In 1997, the Clinton administration cut taxes on capital gains, increased the child tax credit, reformed welfare and adopted a plan to cut government spending to 18% of GDP and balance the budget. In 1997, private investment increased by $148 billion, the largest amount in the eight years of the Clinton administration. 3.3 million jobs were created that year. Oil production increased and oil prices averaged $16 a barrel.

In 2003, President Bush secured a cut in tax rates, with 80% of the cuts occurring in that year. Private investment into the economy soared to $250 billion, a record, and next year 2.3 million jobs were created. By 2009, spending was 21% of GDP, at the historical average.

But oil prices reached $145 a barrel in 2008 and as Secretary of the Treasury Geithner explains, that killed the US economy. Fracking technology was just beginning to take hold but not soon enough to rescue the US economy.

In 2009-10, private investment into the US economy increased only a combined $100 billion. Government spending soared to 25% of GDP, far above the historical average. Since the June 2009 recovery began, a paltry 100,000 jobs a month have been created over three years. If one combined 1983, 1997 and 2004, job creation hit 11.5 million, more than three times faster than 2009-12.

Oil production on Federal lands declined 40%. Yet state and private lands-using American fracking technology-- have doubled gas production.

But the regulators want to kill fracking. And fracking is banned on Federal lands. Trillions of barrels of oil remain right beneath our feet and we cannot touch it. And oil tops $100 a barrel, an increase of $70 since January 2009.

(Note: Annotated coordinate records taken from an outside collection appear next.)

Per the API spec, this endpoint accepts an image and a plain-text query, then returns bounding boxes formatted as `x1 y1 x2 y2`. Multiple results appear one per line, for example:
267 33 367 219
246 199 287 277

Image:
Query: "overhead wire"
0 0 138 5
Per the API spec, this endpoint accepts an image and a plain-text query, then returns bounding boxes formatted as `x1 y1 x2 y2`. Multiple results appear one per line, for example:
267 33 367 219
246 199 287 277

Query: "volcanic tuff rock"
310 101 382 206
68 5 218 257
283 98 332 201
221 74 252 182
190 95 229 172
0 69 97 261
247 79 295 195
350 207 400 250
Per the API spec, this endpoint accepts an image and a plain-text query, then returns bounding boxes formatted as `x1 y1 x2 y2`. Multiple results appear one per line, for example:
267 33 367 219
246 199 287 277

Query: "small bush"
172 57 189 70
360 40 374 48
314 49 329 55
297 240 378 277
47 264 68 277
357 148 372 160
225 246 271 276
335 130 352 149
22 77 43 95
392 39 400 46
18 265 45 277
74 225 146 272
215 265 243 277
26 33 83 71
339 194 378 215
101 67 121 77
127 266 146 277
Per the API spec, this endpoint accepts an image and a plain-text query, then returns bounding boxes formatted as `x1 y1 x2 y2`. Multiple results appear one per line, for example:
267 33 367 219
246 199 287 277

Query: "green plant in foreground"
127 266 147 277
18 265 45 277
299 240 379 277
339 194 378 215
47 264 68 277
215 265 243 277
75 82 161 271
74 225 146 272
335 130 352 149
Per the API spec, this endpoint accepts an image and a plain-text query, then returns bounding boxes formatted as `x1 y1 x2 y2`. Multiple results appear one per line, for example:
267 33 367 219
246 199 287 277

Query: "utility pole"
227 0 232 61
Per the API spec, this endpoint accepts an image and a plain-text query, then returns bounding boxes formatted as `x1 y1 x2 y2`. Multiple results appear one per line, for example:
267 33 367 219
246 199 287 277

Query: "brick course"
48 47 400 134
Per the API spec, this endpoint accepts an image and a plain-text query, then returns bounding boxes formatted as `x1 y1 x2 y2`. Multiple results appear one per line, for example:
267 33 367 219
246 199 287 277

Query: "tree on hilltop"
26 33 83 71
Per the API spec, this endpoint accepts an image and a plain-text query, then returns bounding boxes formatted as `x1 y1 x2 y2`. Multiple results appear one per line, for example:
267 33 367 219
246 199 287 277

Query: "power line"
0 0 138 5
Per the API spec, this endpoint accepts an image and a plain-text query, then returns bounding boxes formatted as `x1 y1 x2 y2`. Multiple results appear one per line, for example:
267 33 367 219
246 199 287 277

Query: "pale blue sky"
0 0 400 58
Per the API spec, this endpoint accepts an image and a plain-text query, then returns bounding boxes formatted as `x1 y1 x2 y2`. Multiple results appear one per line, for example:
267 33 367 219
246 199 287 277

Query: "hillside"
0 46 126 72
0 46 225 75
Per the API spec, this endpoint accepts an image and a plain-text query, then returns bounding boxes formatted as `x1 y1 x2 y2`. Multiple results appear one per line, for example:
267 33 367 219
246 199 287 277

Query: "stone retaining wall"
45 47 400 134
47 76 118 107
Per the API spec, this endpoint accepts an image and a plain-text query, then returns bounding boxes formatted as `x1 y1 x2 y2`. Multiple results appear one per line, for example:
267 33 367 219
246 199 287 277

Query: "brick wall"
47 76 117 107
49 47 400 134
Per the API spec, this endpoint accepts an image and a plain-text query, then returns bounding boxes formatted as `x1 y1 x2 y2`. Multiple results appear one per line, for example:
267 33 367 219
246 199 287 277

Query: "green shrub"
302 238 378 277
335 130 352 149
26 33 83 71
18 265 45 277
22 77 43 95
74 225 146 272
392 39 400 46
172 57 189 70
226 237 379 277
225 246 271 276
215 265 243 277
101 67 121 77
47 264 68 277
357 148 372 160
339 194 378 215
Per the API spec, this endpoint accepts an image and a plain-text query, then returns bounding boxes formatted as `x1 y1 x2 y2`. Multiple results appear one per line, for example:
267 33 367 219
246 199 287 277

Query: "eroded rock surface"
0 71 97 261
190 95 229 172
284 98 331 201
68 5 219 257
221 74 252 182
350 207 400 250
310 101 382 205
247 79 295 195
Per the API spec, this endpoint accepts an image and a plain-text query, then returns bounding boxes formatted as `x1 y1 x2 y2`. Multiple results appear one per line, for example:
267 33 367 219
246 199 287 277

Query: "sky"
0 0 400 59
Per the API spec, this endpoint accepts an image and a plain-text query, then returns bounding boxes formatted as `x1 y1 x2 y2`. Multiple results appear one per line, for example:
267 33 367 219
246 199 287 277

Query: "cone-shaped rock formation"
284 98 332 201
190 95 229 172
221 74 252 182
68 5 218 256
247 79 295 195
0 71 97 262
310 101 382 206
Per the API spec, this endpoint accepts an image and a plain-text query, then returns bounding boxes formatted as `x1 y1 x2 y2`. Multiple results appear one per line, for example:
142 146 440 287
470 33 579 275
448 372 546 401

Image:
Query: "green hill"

The n Senator Obama campaigned in 2008 in Ohio and charged the Bush administration was immoral to have increased our debt by $4 trillion and cut household income $2000. He said we were buying too much oil from overseas. And thus no Republican deserved to be elected to the White House.

Since the 2009 recovery began, US household income is down 8% or over $4000. The national debt has climbed nearly $6 trillion. Oil has averaged near $100 a barrel, nearly triple what it was in 2009, and we are sending $300 billion overseas to buy it. While OPEC is getting rich, we are going broke.

The administration's policies are driving spending up to trillions of new debt. Today's spending of $3.8 trillion is projected to rise to $5.5 trillion in ten years. This is driven in part by Obama Care, which will cost $2.7 trillion, with only $500 billion in new taxes to pay for it. Yet 30 million will remain uninsured.

By 2020, deficits remain over $1 trillion according to the administration's own budget numbers. Oil and energy costs are being deliberately increased, because this administration believes we consume too much energy. His Energy Secretary wants the US to have European gas prices-that's $10 bucks a gallon.

More people have been added to the welfare and poverty rolls since 2009 than have been put to work. 591,000 people left the work force last month, giving up looking for work, losing hope.

The President says the private sector is doing fine. He says the deficit is only a problem for the "long term". He says "shovel ready"" jobs really were never available.

Washington Post writer Bob Woodward says that we are in a period of maximum peril, that our debt is "beyond unsustainable", and the President remains ambivalent even though his Treasury Secretary warns him "You have to fix it".  There was a bipartisan deal on the table in 2011, but the President said no.

Under the President's own rules he used in the 2008 campaign, his policies have failed, they have not worked. Doing over the next four years what he has done in the past four years will not turn failure into success. As his Secretary of the Treasury said to Congress: "We have no plan but we do not like yours".

Peter Huessy is President of GeoStrategic Analysis of Potomac, Maryland , a defense and national security consulting firm.